A couple of quick links, and some thoughts about the current state of British politics...

First, it's good to see the recent success of Sweden's pirate party. The one spark of life in an election that otherwise was pretty dismal, not least in Britain with the implosion of Labour (in itself no bad thing) but the absence of any decent alternative (hence votes for Ukip and the vile BNP).

Second, on the political mood in the UK today, K-Punk is excellent in suggesting resonances with the late 1970s and the world recently conjured up so expressively by David Peace. In his words, "It seems as if we are tumbling and stumbling back towards a version of Callaghan's era, living through a negative 1979... tumbling and stumbling out through a political-economic event horizon that marks the end of neoliberalism."

The difference is that in 1979, at neoliberalism's outset, Thatcherism did offer some kind of alternative (in the guise, of course, of "no alternative"). Politics, for better or worse, was still alive and well. And even in 1997, when Labour came to power finally almost by default, as John Major's Tories crumbled under charges of sleaze not unlike (if less widespread than) those of today, Blair et. al. did at least seem to stand for something, an "ethical foreign policy" for instance, even if those principles were soon revealed as simply an extension of the New Labour brand.

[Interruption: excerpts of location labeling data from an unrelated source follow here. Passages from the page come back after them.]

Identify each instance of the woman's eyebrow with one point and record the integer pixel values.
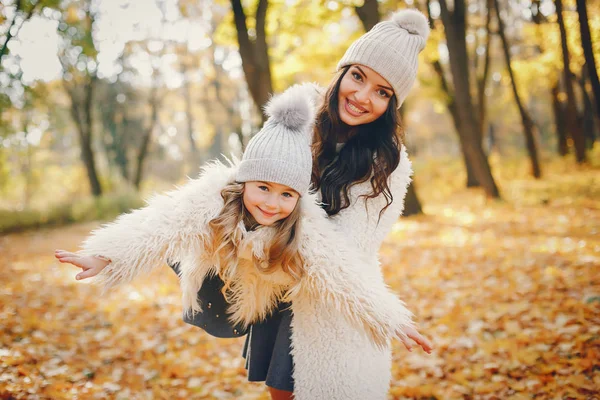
(381, 86)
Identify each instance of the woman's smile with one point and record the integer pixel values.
(354, 108)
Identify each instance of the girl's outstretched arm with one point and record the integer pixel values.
(90, 265)
(169, 226)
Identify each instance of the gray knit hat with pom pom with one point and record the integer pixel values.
(280, 151)
(391, 49)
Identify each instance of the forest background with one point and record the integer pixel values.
(104, 102)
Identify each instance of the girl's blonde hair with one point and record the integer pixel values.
(225, 237)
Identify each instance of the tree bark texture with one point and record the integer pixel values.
(588, 123)
(528, 124)
(586, 43)
(559, 121)
(81, 111)
(147, 137)
(254, 53)
(455, 27)
(573, 126)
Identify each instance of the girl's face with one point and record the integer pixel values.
(269, 202)
(363, 96)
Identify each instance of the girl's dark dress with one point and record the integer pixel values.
(268, 350)
(268, 343)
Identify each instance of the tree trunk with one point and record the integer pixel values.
(528, 124)
(586, 43)
(146, 139)
(455, 27)
(254, 54)
(482, 81)
(452, 109)
(189, 116)
(588, 123)
(559, 121)
(368, 14)
(412, 205)
(82, 116)
(574, 129)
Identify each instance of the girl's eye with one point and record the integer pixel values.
(383, 93)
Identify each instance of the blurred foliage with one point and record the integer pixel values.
(90, 209)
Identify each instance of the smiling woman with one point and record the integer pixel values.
(364, 96)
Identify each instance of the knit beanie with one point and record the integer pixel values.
(280, 152)
(391, 49)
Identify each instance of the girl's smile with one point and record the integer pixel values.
(269, 202)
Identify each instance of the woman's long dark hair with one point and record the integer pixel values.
(372, 152)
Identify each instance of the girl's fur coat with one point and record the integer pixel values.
(343, 313)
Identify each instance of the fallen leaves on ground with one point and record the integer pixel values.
(508, 292)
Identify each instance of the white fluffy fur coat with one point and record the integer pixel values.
(343, 313)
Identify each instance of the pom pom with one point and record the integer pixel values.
(413, 21)
(293, 108)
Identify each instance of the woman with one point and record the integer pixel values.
(361, 172)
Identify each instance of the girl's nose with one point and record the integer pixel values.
(271, 202)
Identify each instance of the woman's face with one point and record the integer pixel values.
(363, 96)
(269, 202)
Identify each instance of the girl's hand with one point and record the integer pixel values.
(90, 265)
(413, 334)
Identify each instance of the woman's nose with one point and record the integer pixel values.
(362, 95)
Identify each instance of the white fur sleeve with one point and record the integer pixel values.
(338, 275)
(165, 229)
(361, 222)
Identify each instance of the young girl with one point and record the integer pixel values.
(361, 172)
(255, 226)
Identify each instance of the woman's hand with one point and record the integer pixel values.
(90, 265)
(413, 334)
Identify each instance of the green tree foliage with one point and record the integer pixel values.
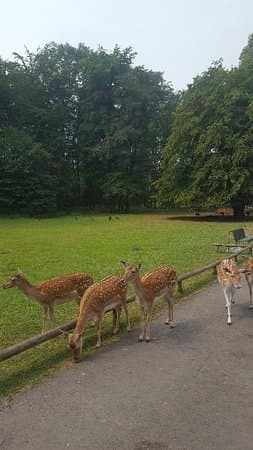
(25, 182)
(208, 159)
(95, 124)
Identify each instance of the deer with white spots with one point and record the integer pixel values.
(248, 271)
(229, 277)
(51, 292)
(109, 293)
(159, 282)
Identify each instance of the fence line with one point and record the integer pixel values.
(54, 332)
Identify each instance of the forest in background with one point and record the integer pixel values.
(83, 128)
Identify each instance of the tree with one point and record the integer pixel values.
(208, 159)
(26, 184)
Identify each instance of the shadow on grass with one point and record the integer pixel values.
(210, 218)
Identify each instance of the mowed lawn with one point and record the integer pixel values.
(52, 247)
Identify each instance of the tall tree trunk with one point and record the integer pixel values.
(238, 207)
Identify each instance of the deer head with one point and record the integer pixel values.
(233, 274)
(14, 281)
(130, 270)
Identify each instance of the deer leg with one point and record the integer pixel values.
(228, 306)
(99, 326)
(124, 304)
(44, 318)
(249, 282)
(51, 314)
(141, 337)
(148, 320)
(115, 319)
(170, 302)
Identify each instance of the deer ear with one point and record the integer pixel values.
(124, 263)
(19, 272)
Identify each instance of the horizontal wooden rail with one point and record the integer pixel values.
(54, 332)
(213, 265)
(43, 337)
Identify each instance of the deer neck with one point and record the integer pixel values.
(82, 320)
(138, 287)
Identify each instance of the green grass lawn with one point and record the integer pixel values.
(52, 247)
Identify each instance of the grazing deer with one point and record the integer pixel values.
(161, 281)
(248, 271)
(229, 278)
(100, 297)
(51, 292)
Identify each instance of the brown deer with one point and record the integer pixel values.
(248, 271)
(161, 281)
(229, 277)
(109, 293)
(51, 292)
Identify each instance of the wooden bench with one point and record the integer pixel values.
(240, 236)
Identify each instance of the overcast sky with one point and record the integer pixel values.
(178, 37)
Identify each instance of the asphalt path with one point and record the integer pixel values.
(190, 388)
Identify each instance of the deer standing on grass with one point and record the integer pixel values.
(229, 277)
(248, 271)
(109, 293)
(51, 292)
(161, 281)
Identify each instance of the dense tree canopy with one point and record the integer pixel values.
(88, 128)
(80, 128)
(208, 159)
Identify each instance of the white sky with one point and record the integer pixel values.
(178, 37)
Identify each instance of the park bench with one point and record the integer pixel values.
(240, 236)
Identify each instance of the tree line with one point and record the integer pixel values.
(208, 158)
(88, 128)
(80, 128)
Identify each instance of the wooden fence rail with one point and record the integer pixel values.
(54, 332)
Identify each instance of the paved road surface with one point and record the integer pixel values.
(191, 388)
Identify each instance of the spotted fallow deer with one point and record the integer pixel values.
(229, 277)
(248, 271)
(51, 292)
(109, 293)
(159, 282)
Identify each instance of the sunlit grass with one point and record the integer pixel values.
(52, 247)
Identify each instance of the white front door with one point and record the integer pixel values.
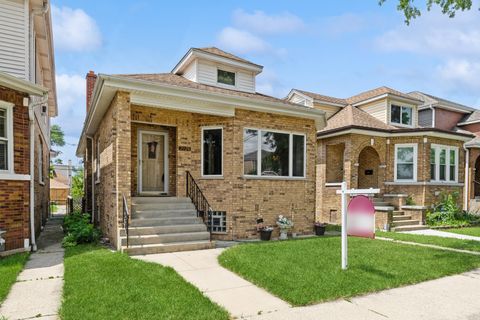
(152, 162)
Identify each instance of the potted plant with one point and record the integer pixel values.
(319, 228)
(284, 224)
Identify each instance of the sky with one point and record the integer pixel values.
(337, 48)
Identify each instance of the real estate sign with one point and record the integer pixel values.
(361, 217)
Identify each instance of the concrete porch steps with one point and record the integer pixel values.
(164, 224)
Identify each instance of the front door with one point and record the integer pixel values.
(152, 163)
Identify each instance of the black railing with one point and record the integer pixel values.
(201, 204)
(126, 216)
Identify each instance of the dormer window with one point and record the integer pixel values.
(401, 115)
(226, 77)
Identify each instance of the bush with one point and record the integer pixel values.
(78, 229)
(448, 213)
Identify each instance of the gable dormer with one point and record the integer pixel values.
(214, 67)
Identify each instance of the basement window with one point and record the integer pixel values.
(226, 77)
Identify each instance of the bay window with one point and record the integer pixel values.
(273, 153)
(401, 115)
(212, 151)
(444, 163)
(406, 162)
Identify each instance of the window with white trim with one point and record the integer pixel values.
(401, 115)
(406, 162)
(97, 161)
(212, 151)
(443, 163)
(40, 161)
(273, 153)
(6, 137)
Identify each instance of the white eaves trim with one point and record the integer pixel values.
(399, 134)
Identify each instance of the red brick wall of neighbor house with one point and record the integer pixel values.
(446, 119)
(14, 195)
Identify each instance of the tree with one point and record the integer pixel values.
(57, 136)
(448, 7)
(77, 184)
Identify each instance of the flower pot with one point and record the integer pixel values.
(319, 230)
(265, 235)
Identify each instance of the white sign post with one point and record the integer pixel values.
(344, 192)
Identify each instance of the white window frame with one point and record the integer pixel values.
(97, 160)
(290, 155)
(40, 162)
(438, 148)
(8, 107)
(201, 153)
(400, 124)
(415, 161)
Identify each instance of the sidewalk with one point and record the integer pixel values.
(38, 290)
(240, 297)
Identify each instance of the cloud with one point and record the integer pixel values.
(74, 30)
(261, 23)
(240, 41)
(435, 34)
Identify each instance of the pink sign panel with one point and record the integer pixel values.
(361, 217)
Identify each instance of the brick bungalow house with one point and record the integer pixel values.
(198, 141)
(27, 101)
(374, 140)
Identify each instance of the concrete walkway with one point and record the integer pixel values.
(38, 290)
(443, 234)
(449, 298)
(201, 268)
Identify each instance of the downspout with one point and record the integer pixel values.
(93, 179)
(31, 117)
(467, 182)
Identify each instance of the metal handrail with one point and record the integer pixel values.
(126, 216)
(204, 210)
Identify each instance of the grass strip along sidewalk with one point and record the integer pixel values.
(100, 284)
(308, 271)
(10, 267)
(461, 244)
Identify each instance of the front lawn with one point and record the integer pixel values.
(461, 244)
(10, 267)
(308, 271)
(473, 231)
(100, 284)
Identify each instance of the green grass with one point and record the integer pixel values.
(10, 267)
(471, 231)
(308, 271)
(470, 245)
(100, 284)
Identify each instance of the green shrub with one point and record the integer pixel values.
(78, 229)
(448, 213)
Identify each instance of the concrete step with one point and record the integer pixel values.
(409, 228)
(139, 200)
(165, 221)
(169, 247)
(166, 238)
(157, 230)
(401, 217)
(406, 223)
(170, 213)
(163, 206)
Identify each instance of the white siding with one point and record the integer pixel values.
(207, 74)
(191, 71)
(329, 110)
(14, 38)
(377, 109)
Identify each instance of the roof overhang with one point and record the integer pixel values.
(21, 85)
(167, 96)
(194, 53)
(395, 133)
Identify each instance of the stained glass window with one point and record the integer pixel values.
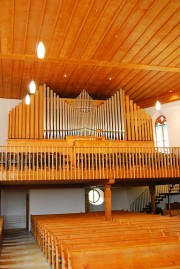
(161, 131)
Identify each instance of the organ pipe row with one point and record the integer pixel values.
(50, 117)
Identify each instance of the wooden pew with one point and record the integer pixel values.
(1, 232)
(137, 256)
(54, 232)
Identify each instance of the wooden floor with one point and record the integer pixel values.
(20, 251)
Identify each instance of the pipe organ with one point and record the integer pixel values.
(50, 117)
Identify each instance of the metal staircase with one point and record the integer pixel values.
(143, 202)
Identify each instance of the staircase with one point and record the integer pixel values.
(143, 202)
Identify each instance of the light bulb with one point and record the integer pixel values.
(40, 50)
(158, 105)
(32, 87)
(27, 99)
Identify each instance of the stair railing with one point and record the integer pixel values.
(144, 200)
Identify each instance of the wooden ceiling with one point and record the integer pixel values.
(96, 45)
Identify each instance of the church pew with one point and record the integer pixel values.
(138, 256)
(111, 242)
(1, 232)
(56, 224)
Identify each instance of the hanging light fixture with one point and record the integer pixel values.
(40, 50)
(32, 87)
(158, 105)
(27, 99)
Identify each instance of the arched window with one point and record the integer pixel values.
(161, 132)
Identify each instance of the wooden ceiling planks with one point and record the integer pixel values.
(100, 45)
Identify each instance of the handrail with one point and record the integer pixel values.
(88, 162)
(144, 199)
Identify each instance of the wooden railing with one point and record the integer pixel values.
(34, 163)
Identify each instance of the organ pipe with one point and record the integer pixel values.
(52, 117)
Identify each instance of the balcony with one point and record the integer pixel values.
(73, 163)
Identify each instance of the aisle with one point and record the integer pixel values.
(20, 251)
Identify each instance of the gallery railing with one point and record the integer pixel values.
(87, 163)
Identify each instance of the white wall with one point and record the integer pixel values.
(54, 201)
(13, 208)
(172, 113)
(5, 106)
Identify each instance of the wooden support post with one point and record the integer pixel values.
(107, 202)
(153, 204)
(27, 211)
(87, 199)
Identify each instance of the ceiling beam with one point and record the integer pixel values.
(94, 63)
(165, 98)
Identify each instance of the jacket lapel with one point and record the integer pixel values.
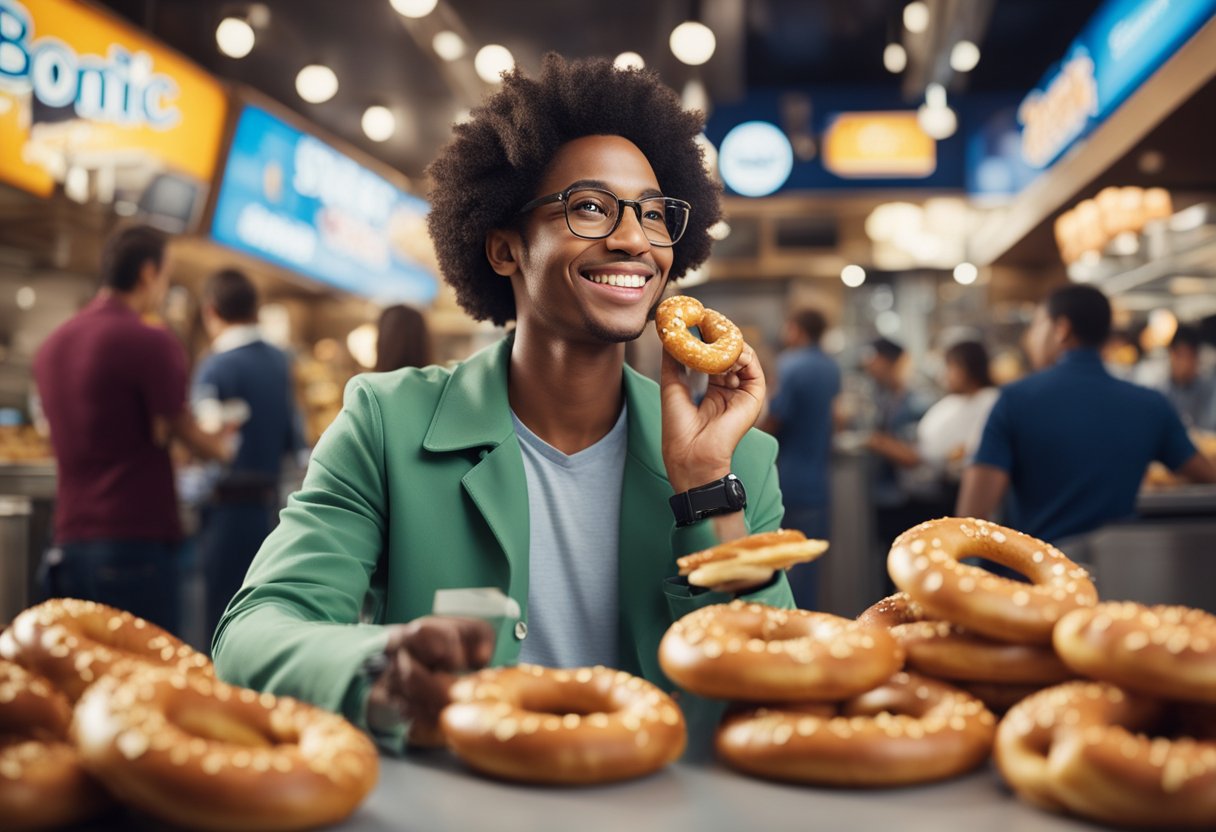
(474, 412)
(645, 556)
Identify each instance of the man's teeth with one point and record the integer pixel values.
(628, 281)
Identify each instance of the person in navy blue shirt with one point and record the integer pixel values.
(1071, 443)
(800, 415)
(245, 502)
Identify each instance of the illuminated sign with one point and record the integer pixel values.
(290, 198)
(888, 144)
(97, 107)
(1121, 45)
(755, 158)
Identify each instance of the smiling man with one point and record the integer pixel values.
(542, 465)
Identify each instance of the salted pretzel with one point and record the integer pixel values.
(722, 341)
(753, 557)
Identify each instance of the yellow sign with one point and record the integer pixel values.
(95, 105)
(882, 144)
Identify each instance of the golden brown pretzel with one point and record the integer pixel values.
(1095, 749)
(752, 652)
(722, 341)
(208, 755)
(1157, 651)
(585, 725)
(73, 642)
(753, 557)
(43, 785)
(945, 651)
(924, 562)
(908, 730)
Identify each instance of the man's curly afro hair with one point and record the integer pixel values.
(493, 163)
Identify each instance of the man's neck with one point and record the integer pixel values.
(569, 394)
(134, 301)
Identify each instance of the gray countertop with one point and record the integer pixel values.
(433, 792)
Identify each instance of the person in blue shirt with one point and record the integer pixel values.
(800, 415)
(243, 505)
(1071, 443)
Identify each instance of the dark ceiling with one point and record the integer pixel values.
(380, 57)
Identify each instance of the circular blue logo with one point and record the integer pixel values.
(755, 158)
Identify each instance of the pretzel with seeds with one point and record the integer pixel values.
(578, 726)
(924, 562)
(908, 730)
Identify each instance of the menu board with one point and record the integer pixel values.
(293, 200)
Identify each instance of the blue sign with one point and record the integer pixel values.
(1121, 45)
(294, 201)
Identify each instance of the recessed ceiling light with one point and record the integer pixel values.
(235, 37)
(491, 61)
(692, 43)
(316, 83)
(378, 123)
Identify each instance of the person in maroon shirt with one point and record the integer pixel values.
(113, 391)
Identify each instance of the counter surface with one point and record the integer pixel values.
(433, 792)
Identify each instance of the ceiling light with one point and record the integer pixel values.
(916, 17)
(316, 83)
(964, 56)
(692, 43)
(414, 7)
(235, 37)
(491, 61)
(378, 123)
(895, 58)
(966, 274)
(629, 61)
(448, 45)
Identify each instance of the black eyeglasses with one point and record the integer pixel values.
(594, 213)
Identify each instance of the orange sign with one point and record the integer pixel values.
(97, 106)
(878, 145)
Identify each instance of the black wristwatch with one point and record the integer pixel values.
(720, 496)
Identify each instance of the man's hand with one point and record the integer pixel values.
(423, 659)
(698, 440)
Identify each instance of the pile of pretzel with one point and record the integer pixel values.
(1110, 707)
(752, 558)
(101, 708)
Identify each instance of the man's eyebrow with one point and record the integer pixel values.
(604, 186)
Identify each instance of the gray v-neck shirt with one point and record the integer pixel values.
(574, 530)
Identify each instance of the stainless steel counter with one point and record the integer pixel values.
(433, 792)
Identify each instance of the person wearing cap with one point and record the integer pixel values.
(1070, 443)
(800, 416)
(542, 465)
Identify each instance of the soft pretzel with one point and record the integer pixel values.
(908, 730)
(208, 755)
(73, 642)
(43, 785)
(1110, 755)
(722, 341)
(585, 725)
(945, 651)
(1157, 651)
(924, 562)
(753, 652)
(753, 557)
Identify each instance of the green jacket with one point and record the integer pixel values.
(418, 485)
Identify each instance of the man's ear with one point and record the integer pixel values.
(502, 248)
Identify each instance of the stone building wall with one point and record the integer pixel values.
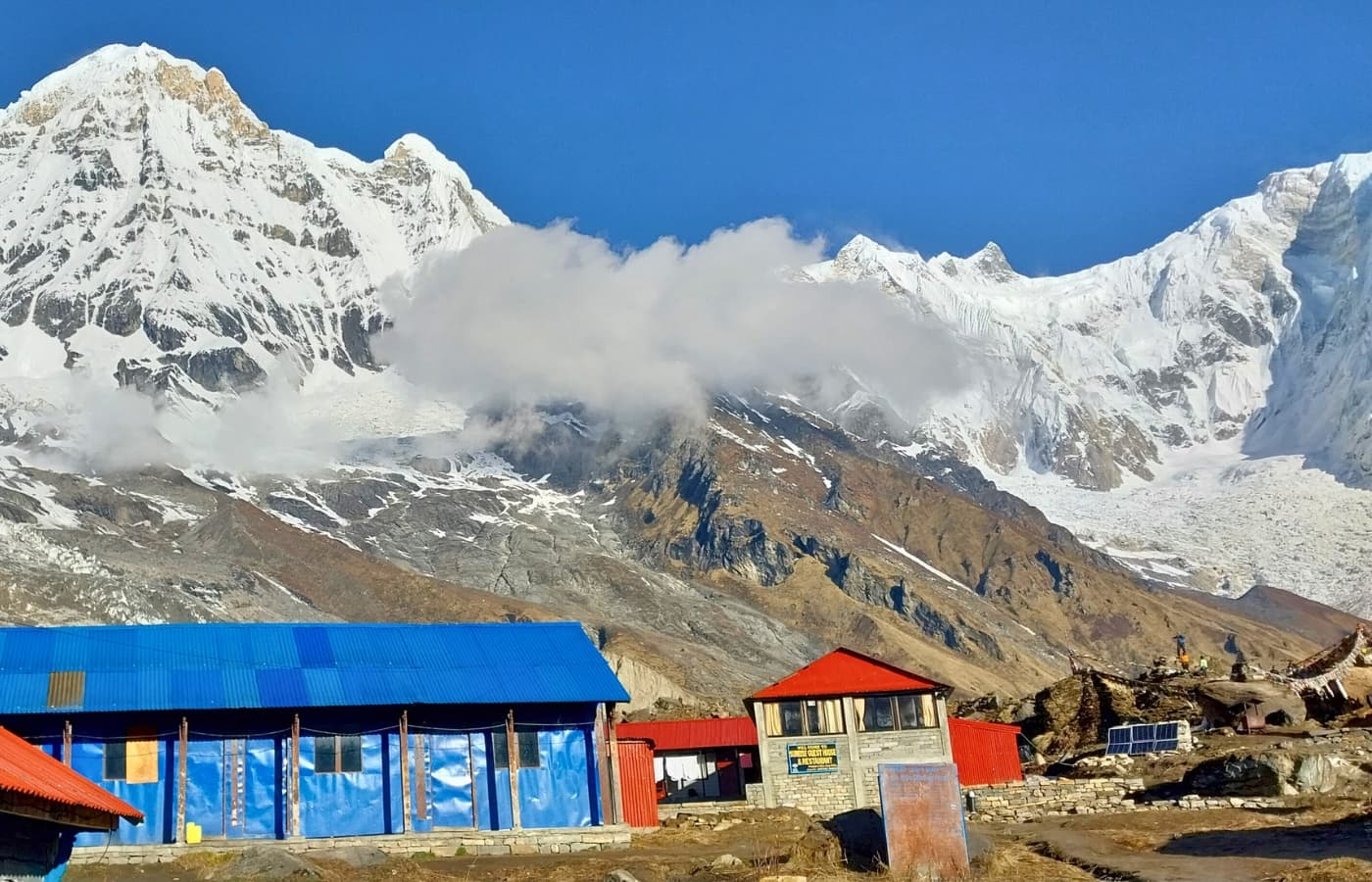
(1025, 800)
(854, 785)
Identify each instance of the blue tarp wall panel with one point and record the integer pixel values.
(237, 771)
(558, 793)
(448, 781)
(335, 804)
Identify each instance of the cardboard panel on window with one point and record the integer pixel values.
(141, 758)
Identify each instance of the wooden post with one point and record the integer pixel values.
(405, 771)
(603, 761)
(616, 788)
(182, 747)
(470, 768)
(295, 775)
(512, 748)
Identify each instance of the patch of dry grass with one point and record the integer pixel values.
(1338, 870)
(1014, 861)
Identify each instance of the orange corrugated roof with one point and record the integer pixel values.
(847, 672)
(24, 768)
(729, 731)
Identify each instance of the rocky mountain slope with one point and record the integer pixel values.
(165, 253)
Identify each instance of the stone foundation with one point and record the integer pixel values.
(445, 844)
(717, 807)
(1025, 800)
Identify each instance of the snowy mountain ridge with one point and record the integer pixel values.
(157, 235)
(1217, 383)
(1108, 368)
(155, 230)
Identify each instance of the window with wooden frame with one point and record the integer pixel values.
(336, 755)
(528, 752)
(888, 713)
(133, 759)
(811, 716)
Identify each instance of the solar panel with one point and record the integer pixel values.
(1143, 738)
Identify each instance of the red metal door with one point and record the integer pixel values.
(638, 783)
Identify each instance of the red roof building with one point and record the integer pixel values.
(29, 776)
(847, 672)
(825, 731)
(43, 806)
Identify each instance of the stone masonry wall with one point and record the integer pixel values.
(916, 745)
(1025, 800)
(441, 844)
(832, 793)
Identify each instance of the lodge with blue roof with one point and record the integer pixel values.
(242, 731)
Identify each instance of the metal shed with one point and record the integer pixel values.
(321, 730)
(985, 754)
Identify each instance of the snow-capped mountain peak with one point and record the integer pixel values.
(164, 236)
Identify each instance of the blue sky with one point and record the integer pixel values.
(1067, 132)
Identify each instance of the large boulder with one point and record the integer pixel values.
(1224, 701)
(1244, 774)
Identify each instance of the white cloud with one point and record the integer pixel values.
(541, 316)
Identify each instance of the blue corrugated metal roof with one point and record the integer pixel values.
(192, 666)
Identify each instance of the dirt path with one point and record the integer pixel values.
(1200, 847)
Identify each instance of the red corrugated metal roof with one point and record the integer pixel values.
(730, 731)
(1005, 728)
(27, 769)
(847, 672)
(985, 754)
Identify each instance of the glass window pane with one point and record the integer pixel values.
(791, 719)
(830, 717)
(812, 717)
(878, 714)
(325, 755)
(350, 754)
(771, 720)
(909, 712)
(116, 759)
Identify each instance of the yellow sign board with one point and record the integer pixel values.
(811, 759)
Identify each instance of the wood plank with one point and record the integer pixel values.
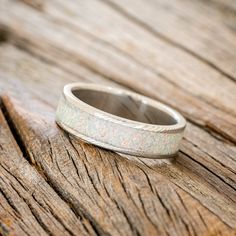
(205, 169)
(119, 196)
(187, 25)
(28, 205)
(215, 113)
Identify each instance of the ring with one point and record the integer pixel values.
(120, 120)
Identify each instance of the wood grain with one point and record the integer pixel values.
(171, 52)
(194, 171)
(215, 112)
(117, 195)
(29, 206)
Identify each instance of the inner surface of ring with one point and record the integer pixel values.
(124, 106)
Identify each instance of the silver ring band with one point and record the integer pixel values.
(120, 120)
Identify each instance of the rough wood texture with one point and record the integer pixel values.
(64, 186)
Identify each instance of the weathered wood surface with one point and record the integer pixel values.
(51, 183)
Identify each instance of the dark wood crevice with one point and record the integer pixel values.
(29, 157)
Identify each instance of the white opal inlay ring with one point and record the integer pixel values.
(120, 120)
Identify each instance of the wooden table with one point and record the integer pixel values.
(180, 52)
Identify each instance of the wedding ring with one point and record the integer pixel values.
(120, 120)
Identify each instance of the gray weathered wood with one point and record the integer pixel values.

Now, however, politics is no longer about politics... It's about petty corruption. Or it's about a new constitutional project, a project to reform the voting system and (finally) finish off the reform of the House of Lords.

The turn to constitutionalism is interesting, however much it is clearly also a mark of some desperation on the part of a party that has run out of ideas and hope. It's interesting because what is at stake is the shape of the body politic itself, which is why its tied to the now wholesale disrepute of the representational system triggered most recently by stories of duckhouses and the like.

So maybe, just maybe, we are truly entering interesting times.